Indian industrialist and coal miner

Lala Gurusharan Lal Bhadani (1901-1955) was a noted industrialist and coal miner from Gaya, India.

Lala Gurusharan Lal was one of the noted industrialists of the Indian state of Bihar.
His father, Rai Bahadur Ram Chand Ram Bhadani was also a noted businessman from Gaya. Lala Gurusharan Lall stepped into his shoes, and later emerged as India's upcoming industrialist. Lala Gurusharan Lal also inherited the Zamindari of village Lapanga, Ramgarh district from his father. He also owned a colliery there under the name of Hindustan Coal Company Ltd. Lapanga later came to be known as Bhadani Nagar.

In 1926 his first venture was Ram Chandra Naga Ram Rice & Oil Mills.
In 1933 he founded Gaya Sugar Mills in 1937 Gaya Cotton & Jute Mills. But soon he felt that Gaya was a small place for business expansion in the field of industrialization and as such in 1941 he shifted his business activities to Calcutta by purchasing Sodepur Glass Works from Rai Bahadur Jagmal Raja. From Calcutta he extended his business activities to Bombay and in 1946 purchased Madhusudan Cotton Mills Limited. Apart from that, he was owner of several Sugar mills like Guraru and Warisaliganj Sugar Mills and famous Cotton Mills, Madhusudan Mills Bombay. In 1951, he founded the Indo-Ashai Glass Company Limited The controlling company was known as Bhadani Brother Limited. He served also as the Director of Sri Ram Group of Industries, Hindustan Commercial Bank Ltd., Bhadani Bros. Ltd. and was the Director in more than three dozen industries of Sugar, Cloths, Chemicals, Electricity, Rice & Pulses, and Share Exchange.
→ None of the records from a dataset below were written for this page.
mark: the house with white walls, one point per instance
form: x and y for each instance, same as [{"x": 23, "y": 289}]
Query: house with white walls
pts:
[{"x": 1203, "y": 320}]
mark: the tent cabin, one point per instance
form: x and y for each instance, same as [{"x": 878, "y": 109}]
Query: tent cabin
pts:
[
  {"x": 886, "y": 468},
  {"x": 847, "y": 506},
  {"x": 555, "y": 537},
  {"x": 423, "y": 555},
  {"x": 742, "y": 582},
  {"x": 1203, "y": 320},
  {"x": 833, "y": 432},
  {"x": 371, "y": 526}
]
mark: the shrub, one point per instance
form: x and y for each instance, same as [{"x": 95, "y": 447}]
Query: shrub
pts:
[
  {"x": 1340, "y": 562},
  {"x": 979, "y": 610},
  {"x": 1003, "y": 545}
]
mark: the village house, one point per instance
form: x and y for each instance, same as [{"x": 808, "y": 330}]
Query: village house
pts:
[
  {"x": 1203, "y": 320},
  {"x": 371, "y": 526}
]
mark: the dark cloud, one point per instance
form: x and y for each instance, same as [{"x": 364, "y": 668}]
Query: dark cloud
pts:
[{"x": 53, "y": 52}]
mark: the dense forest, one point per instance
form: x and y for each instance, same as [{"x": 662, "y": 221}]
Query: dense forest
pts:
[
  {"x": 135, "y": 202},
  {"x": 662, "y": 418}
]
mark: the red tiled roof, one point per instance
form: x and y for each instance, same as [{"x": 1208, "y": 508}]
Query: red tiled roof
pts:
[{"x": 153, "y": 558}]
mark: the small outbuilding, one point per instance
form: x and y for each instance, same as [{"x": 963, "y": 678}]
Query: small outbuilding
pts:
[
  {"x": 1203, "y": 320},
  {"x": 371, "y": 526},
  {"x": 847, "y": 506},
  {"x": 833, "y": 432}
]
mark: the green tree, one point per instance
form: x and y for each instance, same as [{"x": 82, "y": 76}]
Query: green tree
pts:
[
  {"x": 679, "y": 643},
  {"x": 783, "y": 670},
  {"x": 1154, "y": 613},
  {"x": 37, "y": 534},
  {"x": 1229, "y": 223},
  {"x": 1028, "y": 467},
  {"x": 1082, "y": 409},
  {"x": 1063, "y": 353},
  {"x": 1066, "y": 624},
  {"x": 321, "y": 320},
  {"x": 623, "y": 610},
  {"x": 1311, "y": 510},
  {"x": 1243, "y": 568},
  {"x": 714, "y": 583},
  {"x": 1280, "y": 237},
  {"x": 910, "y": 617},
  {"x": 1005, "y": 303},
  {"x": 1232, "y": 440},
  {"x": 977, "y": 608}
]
He was member of number of regional, national & international business associations.
To name a few:-
1. All India Manufactures Association
2. Vice-President of Bihar Sugar Control Board.
3. Member of Executive Committee of Indian Chamber of Commerece.
4. President of Bihar Chamber of Commerce and Industries (1948–49)
4. Indian Central Sugarcane Committee
5. Indian Mining Association
6. International Chamber of Commerce
7. Panel of Sugar and Alcohol Feast, Delhi

In 1941 he was elected president of All India Sugar Mill Association and in 1946 he was elected the president of Federation of Indian Chamber of commerce and Industry. He was the first Bihari to have been elected as president of FICCI. He was appointed as the honorary trade adviser to the Government of Bihar in 1943, agent to the Government of India in 1944 and the President of Indian Chamber of Commerce in 1945. In appreciation of his brilliant service record; he was made the Knight Commander of the Indian Empire in 1945.

He also served as the trade adviser to the Government of Bihar, a member of the Mica Enquiry Committee. He represented India as its special representative in the conference of International Chamber of Commerce held in England in 1945.

As a philanthropist, he was the founder president of Gaya College, City School, and many other social and educational institutions. As a philanthropist, he, ˌkind-ˈheartedly extended donations in cash and kind to many other social organizations and educational institutions. He died in the year 1955.